Le premier poursuit son travail gestuel sur des paysages synthétisés en quelque sorte par les matières qui les composent. Les traces laissées par pinceaux et brosses donnent l’impression d’un brassage tectonique. Les éléments qui dominent rappellent la terre, l’eau, le végétal. Par les évocations des coloris, par les formes.
L’œil embrasse d’un coup : cours d’eau s’écoulant, branchages épars ou assimilés à du charbon de bois, pierres d’avant leur dynamitage en carrière ou éclatées au gré des intempéries, humus étendu, lambeau de cadastre sableux, vague éclat azuré, bloc de gel fiché au sol ou ouate nuageuse étirée entre ciel et boue…
Nathalie Amand a toujours aimé les lieux. Elle en donne une imagerie où les contrastes entre le noir, le blanc et les gris jouent le même rôle plastique que dans un travail de graveur. Les présences mises en photos ont alors quelque chose de fantomatique, de mystérieux.
Ces fragments forestiers ou montagnards invitent, entre leurs composants, une luminosité onirique. Elle s’installe, évanescente, entre des troncs, des reflets de flaques. Elle conserve le halo d’un passage d’oiseau ou d’insecte. Les sombres fûts dressent des silhouettes ou des contours. Ce n’est pas là qu’on attendrait des campeurs ; plutôt quelque prédateur céleste ou terrestre, arrivé à ailes déployées ou à pattes feutrées. De même, une vidéo aquatique prend des allures de jeux électroniques avec ses insectes qui filent par à-coups à la surface de leur territoire.
Alors quand le peintre et la photographe s’unissent en superposant un film transparent sur l’œuvre de l’autre, le relief d’un interstice s’installe entre le plat du papier support et la quatrième dimension suggérée conjointement par le cliché saisi et par le geste pictural posé.
Revoir l’ordinaire des paysages sous des angles inattendus permet de les intégrer dans d’autres souvenirs, de les considérer comme des agencements plastiques bien davantage que comme des résultats d’un hasard. De prendre également conscience de ce qui sépare cette manière-ci de montrer de celle des traditionnels panoramas tellement accumulés depuis des siècles.

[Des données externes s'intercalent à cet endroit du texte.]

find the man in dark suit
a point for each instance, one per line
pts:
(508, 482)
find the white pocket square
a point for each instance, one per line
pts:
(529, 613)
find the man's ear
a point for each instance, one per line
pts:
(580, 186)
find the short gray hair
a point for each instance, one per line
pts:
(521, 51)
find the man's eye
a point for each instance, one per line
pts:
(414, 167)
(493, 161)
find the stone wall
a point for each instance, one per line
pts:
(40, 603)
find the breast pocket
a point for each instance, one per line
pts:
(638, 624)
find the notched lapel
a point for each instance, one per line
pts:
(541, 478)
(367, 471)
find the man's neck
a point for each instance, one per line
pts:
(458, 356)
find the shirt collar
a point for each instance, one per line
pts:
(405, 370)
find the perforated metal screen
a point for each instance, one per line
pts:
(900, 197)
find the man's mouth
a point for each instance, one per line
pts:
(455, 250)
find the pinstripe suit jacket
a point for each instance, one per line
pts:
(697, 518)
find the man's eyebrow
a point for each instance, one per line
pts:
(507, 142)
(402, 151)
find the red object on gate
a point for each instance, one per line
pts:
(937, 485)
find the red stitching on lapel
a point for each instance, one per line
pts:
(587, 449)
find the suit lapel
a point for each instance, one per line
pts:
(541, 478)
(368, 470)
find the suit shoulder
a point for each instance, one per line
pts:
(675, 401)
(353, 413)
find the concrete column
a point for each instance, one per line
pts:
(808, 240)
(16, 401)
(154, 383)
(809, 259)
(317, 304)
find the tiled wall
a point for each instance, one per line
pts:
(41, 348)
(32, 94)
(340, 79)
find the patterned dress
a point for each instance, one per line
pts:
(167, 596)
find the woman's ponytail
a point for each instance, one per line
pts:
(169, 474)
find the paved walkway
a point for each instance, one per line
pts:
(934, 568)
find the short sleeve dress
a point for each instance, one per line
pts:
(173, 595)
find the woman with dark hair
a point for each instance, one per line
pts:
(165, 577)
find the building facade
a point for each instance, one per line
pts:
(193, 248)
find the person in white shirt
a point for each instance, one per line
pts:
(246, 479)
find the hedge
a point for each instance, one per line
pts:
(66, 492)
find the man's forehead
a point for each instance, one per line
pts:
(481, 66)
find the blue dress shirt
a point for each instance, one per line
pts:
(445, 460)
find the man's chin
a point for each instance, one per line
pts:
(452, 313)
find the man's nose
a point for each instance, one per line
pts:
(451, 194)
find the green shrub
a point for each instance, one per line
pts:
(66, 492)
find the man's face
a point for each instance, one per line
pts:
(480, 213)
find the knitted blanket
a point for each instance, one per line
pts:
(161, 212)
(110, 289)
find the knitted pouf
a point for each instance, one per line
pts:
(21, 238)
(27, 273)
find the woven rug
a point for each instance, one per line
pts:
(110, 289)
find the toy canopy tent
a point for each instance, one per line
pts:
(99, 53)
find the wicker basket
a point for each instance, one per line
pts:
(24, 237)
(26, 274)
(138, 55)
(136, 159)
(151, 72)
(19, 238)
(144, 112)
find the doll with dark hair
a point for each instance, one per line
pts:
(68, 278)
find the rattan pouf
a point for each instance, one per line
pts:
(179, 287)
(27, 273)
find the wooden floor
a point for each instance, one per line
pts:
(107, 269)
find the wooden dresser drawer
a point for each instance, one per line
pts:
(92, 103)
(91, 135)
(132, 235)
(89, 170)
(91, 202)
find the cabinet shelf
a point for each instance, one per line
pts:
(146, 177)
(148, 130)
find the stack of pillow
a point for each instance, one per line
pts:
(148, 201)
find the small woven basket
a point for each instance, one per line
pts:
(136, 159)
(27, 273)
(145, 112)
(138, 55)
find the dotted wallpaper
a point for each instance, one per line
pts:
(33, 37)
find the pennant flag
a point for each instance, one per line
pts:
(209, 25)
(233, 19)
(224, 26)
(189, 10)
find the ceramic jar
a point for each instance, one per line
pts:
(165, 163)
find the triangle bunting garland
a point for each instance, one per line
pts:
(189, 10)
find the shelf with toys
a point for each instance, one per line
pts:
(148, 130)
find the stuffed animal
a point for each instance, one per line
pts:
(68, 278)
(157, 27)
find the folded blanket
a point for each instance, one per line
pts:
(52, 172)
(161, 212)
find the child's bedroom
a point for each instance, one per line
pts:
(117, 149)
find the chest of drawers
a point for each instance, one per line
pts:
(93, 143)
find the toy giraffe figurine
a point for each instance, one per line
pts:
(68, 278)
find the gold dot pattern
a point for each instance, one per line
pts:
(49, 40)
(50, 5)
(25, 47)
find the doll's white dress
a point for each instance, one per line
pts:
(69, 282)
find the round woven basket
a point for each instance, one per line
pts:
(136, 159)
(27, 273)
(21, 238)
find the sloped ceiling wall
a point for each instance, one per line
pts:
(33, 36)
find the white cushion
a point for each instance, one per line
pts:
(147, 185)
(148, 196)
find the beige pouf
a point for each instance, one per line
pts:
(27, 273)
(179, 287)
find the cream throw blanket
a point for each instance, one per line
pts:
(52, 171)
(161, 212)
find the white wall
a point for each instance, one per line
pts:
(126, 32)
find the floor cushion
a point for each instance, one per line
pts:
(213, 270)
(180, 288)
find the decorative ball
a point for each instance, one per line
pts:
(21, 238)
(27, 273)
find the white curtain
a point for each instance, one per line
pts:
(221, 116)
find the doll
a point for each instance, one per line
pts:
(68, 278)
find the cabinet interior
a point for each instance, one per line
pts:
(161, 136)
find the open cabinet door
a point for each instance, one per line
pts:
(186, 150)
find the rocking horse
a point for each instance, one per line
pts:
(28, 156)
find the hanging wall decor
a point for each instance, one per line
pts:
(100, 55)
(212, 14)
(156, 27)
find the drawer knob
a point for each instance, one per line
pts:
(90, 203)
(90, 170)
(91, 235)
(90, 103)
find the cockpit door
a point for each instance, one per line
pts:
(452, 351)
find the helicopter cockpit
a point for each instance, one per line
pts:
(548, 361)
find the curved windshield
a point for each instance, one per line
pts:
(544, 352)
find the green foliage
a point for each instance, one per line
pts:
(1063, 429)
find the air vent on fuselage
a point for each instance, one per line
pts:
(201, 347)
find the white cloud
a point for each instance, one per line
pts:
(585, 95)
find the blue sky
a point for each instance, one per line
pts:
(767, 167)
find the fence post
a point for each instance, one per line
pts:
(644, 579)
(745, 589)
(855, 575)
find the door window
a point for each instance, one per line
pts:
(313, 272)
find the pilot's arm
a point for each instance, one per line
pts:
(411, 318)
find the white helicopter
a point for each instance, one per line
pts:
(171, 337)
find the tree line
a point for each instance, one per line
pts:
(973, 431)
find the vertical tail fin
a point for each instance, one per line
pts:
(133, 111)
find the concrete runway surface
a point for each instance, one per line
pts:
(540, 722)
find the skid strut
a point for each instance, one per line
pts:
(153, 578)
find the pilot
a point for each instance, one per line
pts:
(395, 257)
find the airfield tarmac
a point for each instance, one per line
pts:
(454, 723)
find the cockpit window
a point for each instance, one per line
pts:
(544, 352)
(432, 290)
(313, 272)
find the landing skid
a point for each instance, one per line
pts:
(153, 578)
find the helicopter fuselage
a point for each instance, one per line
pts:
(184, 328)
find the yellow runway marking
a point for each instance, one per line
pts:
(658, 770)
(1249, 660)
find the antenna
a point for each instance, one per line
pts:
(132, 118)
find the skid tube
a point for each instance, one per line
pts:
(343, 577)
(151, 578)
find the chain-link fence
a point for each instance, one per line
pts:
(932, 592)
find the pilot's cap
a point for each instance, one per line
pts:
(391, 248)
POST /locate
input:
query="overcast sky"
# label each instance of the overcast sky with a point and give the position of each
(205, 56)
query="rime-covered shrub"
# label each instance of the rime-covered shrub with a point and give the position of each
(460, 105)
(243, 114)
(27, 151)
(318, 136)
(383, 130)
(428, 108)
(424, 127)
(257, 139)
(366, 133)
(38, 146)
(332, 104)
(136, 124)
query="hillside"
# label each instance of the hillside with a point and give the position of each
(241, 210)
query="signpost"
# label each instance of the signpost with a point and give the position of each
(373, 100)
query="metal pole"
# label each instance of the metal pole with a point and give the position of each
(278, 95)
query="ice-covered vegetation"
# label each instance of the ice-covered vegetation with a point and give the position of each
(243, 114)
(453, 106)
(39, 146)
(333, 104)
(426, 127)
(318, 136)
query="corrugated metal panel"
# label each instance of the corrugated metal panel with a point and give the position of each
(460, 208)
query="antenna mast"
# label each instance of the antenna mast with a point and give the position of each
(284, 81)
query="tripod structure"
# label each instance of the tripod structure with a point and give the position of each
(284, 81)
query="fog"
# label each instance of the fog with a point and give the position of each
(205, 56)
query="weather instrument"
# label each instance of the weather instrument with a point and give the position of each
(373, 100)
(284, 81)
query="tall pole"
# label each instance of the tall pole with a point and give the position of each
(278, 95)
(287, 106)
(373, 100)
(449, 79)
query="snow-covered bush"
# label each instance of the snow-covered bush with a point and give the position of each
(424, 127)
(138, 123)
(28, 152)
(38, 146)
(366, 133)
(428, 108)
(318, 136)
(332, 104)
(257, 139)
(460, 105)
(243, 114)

Ces œuvres installées au cœur d’une pièce lumineuse engendrent des envies d’y ajouter des histoires, des atmosphères narratives. C’est ce qu’a fait Paul Roland avec ses haïkus que l’on peut aussi entendre via des écouteurs. L’un d’eux dit : « J’habite les mots / les libère par tes yeux / semeurs de lumière ». Un autre affirme : « Ma ville au printemps / neuve d’ouvrir l’horizon / par le vert des cimes ».